In the classic Japanese anime Nausicaä of the Valley of the Wind, the heroine Nausicaä flies a glider called a "Mehve". The anime might be a work of fiction, but the glider isn't. Not any more.
Since 2003, Kazuhiko Hachiya has been working on a real-world Mehve—an actual single seat glider just like in Nausicaä.
Back in the late 1990s, Hachiya created an email software called "PostPet", which became popular in Japan. Hachiya now makes toys and media art that are the stuff of dreams. This is a guy who once made a jet-powered skateboard that floated like a hoverboard—and accidentally caught on fire. The glider is another way Hachiya is bringing fantasy into reality.
"This project is using the fictional Mehve that appears in Hayao Miyazaki's manga and anime Nausicaä of the Valley of the Wind as a reference point," says the project's website, "and seeing about prototyping and testing it as an aircraft that can truly fly." Above, you can see the first prototype.
The goal is to create an aircraft able to fly with a pilot as a "personal jet glider".
The project is called "Open Sky", and it began with paper planes, a radio-controlled mock-up, and hang glider lessons.
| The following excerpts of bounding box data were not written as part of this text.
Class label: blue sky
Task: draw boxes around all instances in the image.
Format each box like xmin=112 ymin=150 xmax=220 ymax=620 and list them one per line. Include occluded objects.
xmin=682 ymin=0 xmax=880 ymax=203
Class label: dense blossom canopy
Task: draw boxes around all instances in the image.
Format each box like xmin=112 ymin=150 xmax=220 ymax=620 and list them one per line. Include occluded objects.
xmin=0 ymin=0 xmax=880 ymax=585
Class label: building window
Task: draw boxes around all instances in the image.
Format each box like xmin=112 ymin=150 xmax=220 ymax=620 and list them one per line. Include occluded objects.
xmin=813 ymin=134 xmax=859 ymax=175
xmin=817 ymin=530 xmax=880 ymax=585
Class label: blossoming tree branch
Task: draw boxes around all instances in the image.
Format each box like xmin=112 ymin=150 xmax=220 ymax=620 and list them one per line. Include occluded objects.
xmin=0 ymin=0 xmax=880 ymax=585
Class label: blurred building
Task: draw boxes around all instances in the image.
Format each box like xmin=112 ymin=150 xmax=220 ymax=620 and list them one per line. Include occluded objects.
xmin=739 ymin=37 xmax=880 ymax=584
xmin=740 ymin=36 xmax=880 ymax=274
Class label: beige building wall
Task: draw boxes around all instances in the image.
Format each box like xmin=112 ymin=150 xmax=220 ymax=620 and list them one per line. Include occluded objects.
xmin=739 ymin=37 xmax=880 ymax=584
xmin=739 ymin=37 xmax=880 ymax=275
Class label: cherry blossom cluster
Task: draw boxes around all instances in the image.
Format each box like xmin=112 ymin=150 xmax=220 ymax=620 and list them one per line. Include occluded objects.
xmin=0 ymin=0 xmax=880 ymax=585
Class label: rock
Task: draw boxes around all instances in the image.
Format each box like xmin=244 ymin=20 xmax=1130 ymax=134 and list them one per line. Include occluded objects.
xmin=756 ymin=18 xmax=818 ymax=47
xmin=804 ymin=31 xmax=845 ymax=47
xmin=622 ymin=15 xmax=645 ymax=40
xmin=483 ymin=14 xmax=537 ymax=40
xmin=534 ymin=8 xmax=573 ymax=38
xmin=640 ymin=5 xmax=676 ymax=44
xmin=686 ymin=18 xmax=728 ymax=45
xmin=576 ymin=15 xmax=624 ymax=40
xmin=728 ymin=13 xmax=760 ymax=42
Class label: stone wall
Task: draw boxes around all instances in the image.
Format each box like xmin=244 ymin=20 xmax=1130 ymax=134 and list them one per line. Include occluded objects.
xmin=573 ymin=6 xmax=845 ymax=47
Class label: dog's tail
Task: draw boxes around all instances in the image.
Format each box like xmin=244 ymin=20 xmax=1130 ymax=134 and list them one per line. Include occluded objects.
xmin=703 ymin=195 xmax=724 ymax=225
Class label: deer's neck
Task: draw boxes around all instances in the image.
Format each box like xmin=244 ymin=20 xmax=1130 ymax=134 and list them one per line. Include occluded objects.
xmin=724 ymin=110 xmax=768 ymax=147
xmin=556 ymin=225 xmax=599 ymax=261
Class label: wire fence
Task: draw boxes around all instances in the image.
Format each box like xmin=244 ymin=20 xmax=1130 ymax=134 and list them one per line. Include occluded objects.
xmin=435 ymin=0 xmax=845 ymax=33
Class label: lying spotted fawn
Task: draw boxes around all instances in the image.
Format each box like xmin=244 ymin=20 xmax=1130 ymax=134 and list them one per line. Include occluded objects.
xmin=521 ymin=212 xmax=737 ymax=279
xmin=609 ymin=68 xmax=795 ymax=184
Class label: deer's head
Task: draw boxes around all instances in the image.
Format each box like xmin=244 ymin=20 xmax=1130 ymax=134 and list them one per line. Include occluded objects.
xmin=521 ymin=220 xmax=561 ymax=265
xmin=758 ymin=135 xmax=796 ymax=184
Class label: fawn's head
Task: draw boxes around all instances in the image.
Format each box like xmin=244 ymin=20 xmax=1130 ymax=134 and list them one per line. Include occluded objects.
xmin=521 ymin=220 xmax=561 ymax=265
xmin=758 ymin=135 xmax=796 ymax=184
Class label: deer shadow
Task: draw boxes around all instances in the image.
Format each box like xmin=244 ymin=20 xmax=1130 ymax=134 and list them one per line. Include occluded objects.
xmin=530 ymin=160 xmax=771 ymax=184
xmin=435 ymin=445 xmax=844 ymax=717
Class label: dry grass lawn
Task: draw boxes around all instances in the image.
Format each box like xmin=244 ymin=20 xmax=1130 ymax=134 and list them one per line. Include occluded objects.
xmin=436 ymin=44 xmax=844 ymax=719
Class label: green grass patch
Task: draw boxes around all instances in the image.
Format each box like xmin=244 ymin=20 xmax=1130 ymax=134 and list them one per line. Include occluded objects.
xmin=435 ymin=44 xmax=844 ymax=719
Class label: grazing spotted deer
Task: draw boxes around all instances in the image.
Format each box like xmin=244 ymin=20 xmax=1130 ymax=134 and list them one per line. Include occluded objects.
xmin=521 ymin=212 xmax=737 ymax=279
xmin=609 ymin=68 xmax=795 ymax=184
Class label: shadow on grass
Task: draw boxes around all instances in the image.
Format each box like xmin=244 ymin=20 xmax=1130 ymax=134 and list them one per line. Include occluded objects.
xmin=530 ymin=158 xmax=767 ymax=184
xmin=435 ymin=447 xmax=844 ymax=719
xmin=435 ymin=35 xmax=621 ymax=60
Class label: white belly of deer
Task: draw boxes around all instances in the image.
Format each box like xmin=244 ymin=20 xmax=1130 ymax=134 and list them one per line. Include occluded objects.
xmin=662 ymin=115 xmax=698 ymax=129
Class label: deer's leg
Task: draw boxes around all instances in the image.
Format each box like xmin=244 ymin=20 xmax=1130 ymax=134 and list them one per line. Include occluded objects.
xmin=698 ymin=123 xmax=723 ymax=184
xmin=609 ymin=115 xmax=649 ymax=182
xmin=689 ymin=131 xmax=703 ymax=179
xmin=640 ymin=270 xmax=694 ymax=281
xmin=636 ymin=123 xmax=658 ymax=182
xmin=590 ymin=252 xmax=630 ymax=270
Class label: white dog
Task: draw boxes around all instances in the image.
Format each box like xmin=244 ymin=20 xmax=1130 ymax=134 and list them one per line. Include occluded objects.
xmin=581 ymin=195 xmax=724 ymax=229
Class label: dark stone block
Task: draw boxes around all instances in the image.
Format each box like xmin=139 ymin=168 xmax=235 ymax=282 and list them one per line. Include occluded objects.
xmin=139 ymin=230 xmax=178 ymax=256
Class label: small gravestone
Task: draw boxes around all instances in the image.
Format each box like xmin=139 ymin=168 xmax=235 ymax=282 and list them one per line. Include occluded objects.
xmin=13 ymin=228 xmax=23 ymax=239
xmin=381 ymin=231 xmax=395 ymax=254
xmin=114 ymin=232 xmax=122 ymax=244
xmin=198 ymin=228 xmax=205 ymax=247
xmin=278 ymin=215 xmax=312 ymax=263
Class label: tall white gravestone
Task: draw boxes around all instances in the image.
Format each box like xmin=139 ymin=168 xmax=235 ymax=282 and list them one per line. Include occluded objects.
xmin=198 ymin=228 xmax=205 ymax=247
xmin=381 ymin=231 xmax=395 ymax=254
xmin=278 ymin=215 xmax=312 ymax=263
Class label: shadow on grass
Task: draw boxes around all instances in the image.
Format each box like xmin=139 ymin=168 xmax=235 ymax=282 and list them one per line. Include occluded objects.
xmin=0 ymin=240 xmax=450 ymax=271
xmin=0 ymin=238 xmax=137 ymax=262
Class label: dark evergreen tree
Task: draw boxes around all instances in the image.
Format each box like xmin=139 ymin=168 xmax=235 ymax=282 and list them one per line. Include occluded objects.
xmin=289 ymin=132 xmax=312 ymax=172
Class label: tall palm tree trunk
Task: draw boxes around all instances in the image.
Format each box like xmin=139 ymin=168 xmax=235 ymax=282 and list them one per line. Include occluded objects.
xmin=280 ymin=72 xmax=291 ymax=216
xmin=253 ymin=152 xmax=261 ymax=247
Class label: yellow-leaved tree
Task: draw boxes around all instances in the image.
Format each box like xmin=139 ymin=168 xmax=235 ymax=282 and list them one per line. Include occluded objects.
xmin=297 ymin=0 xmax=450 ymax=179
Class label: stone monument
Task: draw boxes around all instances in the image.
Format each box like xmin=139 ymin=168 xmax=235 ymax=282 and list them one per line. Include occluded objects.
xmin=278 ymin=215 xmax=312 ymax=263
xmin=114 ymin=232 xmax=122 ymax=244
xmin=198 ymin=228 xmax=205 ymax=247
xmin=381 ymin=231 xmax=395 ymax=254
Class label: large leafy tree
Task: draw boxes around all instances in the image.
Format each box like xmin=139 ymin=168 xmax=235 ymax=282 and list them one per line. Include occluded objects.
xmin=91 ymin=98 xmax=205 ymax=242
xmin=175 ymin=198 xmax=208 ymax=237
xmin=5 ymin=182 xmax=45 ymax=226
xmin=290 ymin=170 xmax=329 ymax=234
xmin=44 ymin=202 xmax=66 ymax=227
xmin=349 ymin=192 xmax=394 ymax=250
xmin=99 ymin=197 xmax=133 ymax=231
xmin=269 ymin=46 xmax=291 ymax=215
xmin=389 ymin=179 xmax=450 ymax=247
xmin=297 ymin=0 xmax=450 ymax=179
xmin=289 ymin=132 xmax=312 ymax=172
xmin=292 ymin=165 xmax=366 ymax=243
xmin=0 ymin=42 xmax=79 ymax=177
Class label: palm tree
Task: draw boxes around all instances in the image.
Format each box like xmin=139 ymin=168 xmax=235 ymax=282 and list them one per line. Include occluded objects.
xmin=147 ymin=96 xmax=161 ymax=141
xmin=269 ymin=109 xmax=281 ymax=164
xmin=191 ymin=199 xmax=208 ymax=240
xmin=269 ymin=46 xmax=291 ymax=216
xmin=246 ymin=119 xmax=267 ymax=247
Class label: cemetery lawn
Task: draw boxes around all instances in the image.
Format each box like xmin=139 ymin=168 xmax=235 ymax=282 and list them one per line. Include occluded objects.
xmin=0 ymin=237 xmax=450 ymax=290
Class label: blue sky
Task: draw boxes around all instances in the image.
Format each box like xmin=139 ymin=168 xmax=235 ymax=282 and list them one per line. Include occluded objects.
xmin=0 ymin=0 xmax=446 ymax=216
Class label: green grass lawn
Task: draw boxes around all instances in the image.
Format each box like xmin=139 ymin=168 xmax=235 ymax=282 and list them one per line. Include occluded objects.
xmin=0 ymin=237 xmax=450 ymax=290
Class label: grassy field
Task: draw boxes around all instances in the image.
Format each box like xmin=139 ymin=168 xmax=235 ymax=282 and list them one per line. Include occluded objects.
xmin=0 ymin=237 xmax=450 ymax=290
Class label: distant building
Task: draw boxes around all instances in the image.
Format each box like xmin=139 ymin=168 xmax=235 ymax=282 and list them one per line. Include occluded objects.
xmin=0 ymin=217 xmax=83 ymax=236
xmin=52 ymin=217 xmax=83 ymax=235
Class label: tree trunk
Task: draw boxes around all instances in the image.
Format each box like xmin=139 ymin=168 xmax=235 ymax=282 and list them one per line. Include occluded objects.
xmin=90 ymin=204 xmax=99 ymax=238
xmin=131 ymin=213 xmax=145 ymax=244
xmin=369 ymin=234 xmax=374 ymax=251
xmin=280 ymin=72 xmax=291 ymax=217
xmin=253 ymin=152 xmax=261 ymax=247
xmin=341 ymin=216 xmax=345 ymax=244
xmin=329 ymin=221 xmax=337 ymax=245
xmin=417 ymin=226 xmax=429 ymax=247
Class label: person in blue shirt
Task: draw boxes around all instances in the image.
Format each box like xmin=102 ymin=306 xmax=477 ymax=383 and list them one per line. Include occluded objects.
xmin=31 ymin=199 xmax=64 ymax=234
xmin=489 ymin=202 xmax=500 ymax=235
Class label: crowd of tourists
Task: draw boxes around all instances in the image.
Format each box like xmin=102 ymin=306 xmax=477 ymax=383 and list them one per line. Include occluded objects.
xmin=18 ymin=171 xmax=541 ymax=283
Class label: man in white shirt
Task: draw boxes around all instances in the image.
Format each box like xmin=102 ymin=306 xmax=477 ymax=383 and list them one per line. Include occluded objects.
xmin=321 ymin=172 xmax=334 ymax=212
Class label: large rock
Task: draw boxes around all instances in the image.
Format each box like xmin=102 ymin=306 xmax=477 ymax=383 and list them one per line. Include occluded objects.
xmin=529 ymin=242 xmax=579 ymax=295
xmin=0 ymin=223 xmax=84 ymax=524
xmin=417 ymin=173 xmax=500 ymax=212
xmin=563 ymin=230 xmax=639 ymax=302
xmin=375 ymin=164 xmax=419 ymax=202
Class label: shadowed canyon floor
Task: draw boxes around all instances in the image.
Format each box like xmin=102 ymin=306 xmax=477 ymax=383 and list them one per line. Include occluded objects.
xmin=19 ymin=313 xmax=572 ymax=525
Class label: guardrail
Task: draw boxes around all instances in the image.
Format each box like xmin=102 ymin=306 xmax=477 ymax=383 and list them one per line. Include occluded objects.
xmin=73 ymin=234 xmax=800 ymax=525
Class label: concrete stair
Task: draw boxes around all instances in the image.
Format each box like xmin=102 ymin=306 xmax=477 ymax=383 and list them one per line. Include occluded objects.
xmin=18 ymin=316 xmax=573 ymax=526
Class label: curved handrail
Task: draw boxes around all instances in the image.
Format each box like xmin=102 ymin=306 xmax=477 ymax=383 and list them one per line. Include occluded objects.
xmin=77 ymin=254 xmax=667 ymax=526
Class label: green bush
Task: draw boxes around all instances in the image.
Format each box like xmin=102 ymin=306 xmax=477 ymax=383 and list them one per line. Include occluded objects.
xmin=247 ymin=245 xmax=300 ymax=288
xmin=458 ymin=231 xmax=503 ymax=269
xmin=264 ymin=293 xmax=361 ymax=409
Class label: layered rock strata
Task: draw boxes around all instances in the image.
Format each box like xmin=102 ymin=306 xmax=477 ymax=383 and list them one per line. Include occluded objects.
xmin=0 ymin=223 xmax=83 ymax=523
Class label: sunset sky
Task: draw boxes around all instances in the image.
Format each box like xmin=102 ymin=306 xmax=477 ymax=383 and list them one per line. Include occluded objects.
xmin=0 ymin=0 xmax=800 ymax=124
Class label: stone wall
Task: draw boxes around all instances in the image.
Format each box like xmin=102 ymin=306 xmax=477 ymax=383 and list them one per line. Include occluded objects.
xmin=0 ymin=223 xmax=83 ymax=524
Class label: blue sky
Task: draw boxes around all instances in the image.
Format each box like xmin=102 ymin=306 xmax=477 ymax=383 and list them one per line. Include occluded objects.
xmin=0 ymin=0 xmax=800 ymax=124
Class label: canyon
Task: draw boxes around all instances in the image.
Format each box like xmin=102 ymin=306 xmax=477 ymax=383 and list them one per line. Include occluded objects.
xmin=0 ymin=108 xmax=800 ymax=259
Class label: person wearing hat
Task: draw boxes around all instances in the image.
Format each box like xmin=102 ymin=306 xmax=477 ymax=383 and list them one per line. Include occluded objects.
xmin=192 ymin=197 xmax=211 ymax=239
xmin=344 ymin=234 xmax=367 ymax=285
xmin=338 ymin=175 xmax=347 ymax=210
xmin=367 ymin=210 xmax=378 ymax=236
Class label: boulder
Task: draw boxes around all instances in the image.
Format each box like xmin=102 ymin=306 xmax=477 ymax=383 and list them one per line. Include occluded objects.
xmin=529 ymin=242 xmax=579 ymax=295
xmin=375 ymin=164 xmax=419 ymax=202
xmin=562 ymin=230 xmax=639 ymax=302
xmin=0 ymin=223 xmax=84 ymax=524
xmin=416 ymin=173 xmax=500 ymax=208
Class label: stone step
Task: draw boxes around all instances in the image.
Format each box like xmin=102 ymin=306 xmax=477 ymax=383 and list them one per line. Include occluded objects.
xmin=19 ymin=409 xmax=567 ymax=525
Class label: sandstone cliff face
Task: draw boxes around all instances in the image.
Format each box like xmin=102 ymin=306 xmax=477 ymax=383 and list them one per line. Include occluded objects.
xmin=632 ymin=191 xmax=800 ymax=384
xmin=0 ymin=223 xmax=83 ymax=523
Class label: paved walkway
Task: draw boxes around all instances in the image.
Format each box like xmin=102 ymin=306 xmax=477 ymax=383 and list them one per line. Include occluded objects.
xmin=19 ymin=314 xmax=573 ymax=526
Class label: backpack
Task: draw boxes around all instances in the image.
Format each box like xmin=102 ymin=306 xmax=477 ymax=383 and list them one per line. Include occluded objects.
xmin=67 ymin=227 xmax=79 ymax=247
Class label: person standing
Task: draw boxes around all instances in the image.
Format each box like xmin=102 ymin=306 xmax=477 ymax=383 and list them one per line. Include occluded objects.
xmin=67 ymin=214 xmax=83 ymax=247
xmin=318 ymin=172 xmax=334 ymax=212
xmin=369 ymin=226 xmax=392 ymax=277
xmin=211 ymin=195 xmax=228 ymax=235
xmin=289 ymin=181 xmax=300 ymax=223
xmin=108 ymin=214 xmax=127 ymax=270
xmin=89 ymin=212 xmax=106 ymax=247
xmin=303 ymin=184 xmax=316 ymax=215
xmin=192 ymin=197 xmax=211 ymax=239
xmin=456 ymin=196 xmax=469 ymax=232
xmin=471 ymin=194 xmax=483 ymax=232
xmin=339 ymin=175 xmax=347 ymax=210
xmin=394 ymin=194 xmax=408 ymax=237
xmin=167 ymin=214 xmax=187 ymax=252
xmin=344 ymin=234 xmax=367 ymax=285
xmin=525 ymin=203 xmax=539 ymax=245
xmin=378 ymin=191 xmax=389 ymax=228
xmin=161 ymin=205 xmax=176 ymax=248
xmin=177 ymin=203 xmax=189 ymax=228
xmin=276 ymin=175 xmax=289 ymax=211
That progressed to working prototypes and test after test.
Now, a decade later, the project is in its third iteration: a jet engine-powered one-person glider. Starting July 13 and ending September 16, 3331 Arts Chiyoda in Tokyo is holding a new exhibition for the latest Open Sky glider. Visitors can see a documentary of the jet engine powered real-world Mehve take to the sky, with Hachiya as the test pilot.
This isn't just art or only engineering. It's pure magic.